A final del 2007 e inicio del 2008 sufrí una intoxicación alimenticia y mental, mi cuerpo se hinchó de tal manera que los pantalones no entraron en mis piernas. Luego de que mi adorado médico me dijera que no podía comer -porquerías-, fui a dar a uno de los cuartos de observación con suero adherido a una de mis venas, y un medicamento para calmar el dolor de estómago. Mientras estuve en el cuarto esperando que el suero y el medicamento se sumergieran en mi cuerpo, estuve pensando en que tenía que cambiar mis hábitos alimenticios, porque en mi dieta predominaba la comida rápida y porquerías, además reflexionaba en lo que es la intoxicación, sus síntomas y porqué se produce, lo que me dejó pensando en personas que me intoxicaron mi humor y mi mente durante estos mismos días.

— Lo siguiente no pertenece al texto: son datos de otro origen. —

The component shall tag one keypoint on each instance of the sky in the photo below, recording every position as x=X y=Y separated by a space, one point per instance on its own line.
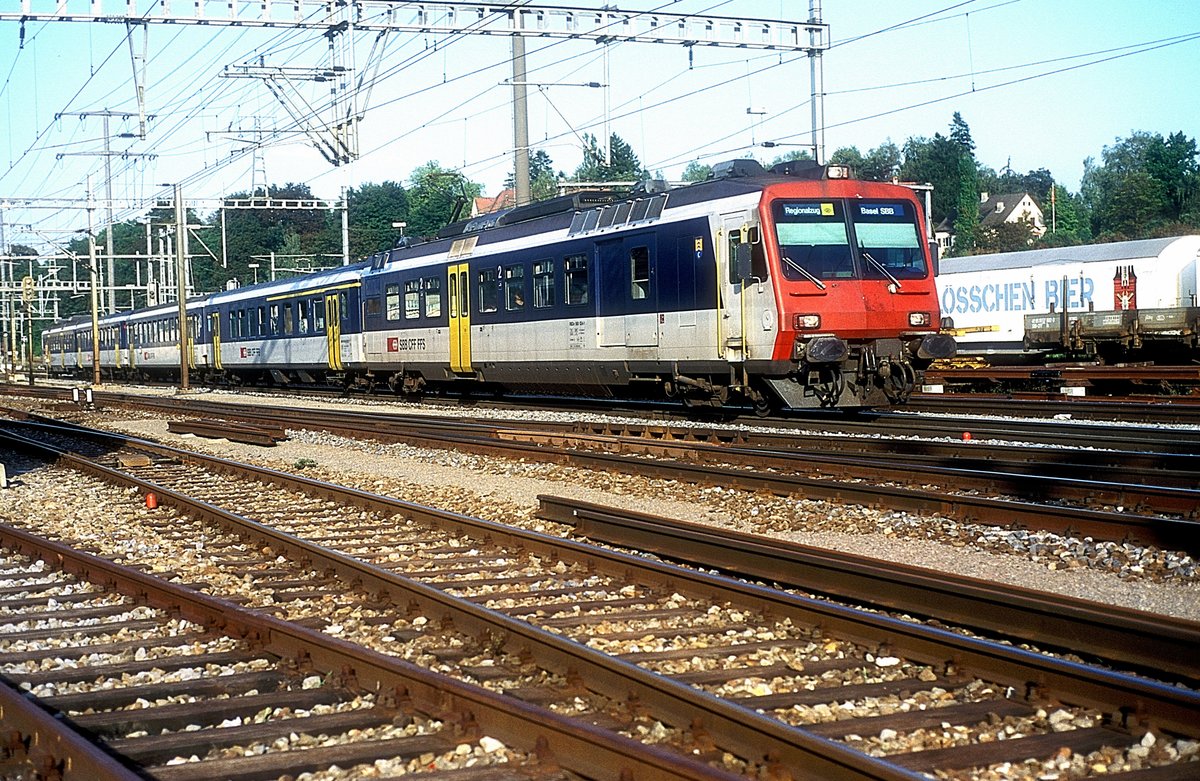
x=1042 y=84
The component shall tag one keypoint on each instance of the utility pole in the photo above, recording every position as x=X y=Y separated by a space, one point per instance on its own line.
x=520 y=118
x=109 y=266
x=181 y=282
x=95 y=289
x=816 y=70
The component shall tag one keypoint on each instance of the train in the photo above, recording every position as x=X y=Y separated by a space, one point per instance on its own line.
x=791 y=287
x=1127 y=301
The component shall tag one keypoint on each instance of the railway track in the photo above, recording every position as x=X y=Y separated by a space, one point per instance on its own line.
x=714 y=662
x=1147 y=498
x=111 y=673
x=1138 y=409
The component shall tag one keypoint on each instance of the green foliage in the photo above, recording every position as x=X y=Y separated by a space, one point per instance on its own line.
x=1036 y=182
x=1146 y=185
x=786 y=157
x=623 y=163
x=1007 y=236
x=966 y=218
x=936 y=162
x=435 y=194
x=696 y=172
x=373 y=209
x=543 y=180
x=1066 y=217
x=881 y=163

La intoxicación alimenticia tiene varios síntomas que puedo comparar con los que me intoxica el humor, se vuelven metafóricos como las naúseas, vómitos, dolor de cabeza y fátiga más que todo.
Me intoxica las personas necias que les encanta humillar a otros,
Me intoxica la agresión uni o bilateral entre parejas,
Me intoxica las personas que no saben compartir en grupo,
Me intoxica las personas poco colaboradoras,
Me intoxica las personas que sólo abren su bocota para cagarse en los demás,
Me intoxica las personas que maltratan a mi sangre (seres queridos, familia y amigos),
Me intoxica señalar y no mirar que tengo tres dedos más apuntando hacia mi.
No sólo se intoxicó mi cuerpo si no también mi mente!!! y como todo tiene enseñanza; lo aprendido fue andarle MUY lejos a lo que me intoxica mi cuerpo (hamburguesas) y mi mente (little princess); para yo poder sentirme bien.